“Cosa rimane dei nostri amori”: il giallo, il mistero e la silenziosa complicità all’ombra del castello bizantino

10 maggio 2021, 09:32 Outside24

Un giallo, un mistero di paese che in fine non lascia indifferente l'intero mondo. Da Caccuri un giallo di investigazione (finalmente direi), un mistero, morti e scompare nello stesso giorno, il giorno del santo patrono, la ricorrenza identitaria di un paese che da quel giorno non sarà più lo stesso... una tragedia sconvolgente in un posto dove al più se si è costretti a morire lo si fa di vecchiaia quasi fosse un dispetto.


di Natale G. Calabretta

Un romanzo di investigazione puro, quindi, dove un figlio tenta di salvare il padre, ne ricostruisce i frammenti nascosti di una storia inimmaginabile, si riconosce in una identità familiare che sente vicina e che scoprirà lontanissima, piena di “non detti” inconfessabili.

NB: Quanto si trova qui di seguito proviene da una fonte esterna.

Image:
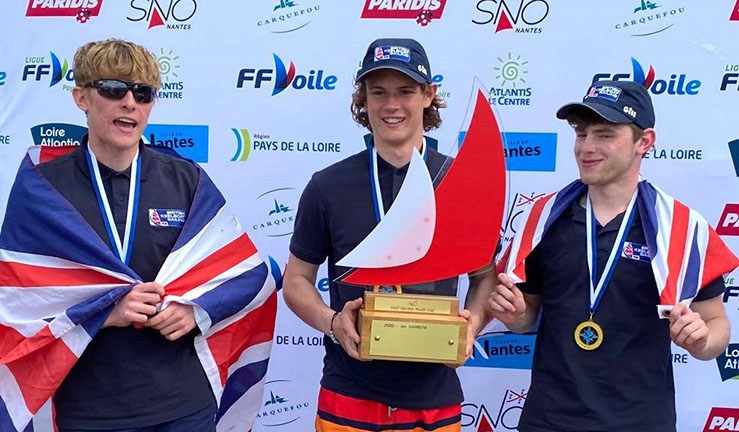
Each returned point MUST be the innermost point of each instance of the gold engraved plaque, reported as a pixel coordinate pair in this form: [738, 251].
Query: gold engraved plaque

Una investigazione fatta di passi sui ciottoli, fatta di domande seduti ad un tavolo da cucina... e poi le sensazioni analizzate al bancone del bar, nella piazza assolata del paese, tra le sigarette accese di personaggi reali poco affini dagli insipidi fantasmi tutta psicologia e provette come va di moda adesso tra la letteratura del genere.

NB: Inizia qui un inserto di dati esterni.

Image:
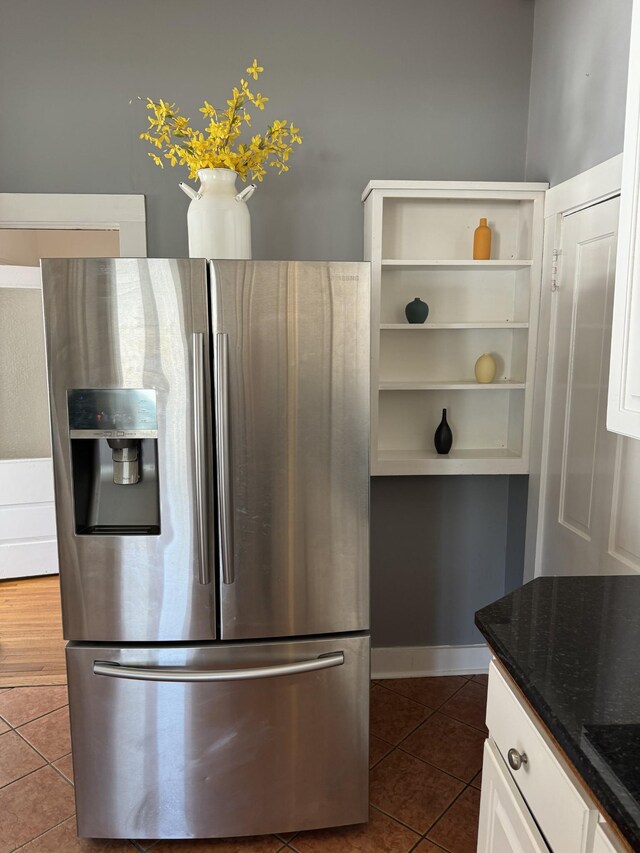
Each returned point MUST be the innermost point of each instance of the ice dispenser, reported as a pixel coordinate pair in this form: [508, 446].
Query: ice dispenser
[114, 459]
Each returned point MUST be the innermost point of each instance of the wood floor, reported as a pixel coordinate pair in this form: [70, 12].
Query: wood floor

Una investigazione classica e sorprendentemente corale: i carabinieri fumano, hanno gli occhi sottili concentrati su un mistero che dura da tanto, si interrogano sulle anomalie impercettibili che mutano per istanti le abitudini esasperanti del paese.

È lì la chiave: nella nota stonata di una sinfonia sempre uguale e prevedibile.

Tra gli investigatori, una perla, c'è l'avvocato, mastino e sgualcito che smadonna alle note dissonanti di quella orchestra di quotidianità stantia, alle pause troppo lunghe che sanno di paura e omertà.

È musicista, non a caso, il figlio protagonista che però non suona neanche una nota; la sua mente è affollata dalle suggestioni letterarie del padre che lascia indizi per salvare la sua famiglia auto condannandosi.

È questa la più fragorosa delle stonature.

Il giorno della tragedia alla banda di paese, metafora della socialità vitale ma immutabile, mancherà il clarino...

Il clarino muto è metafora della morte, della gioventù bruciata... della tragedia.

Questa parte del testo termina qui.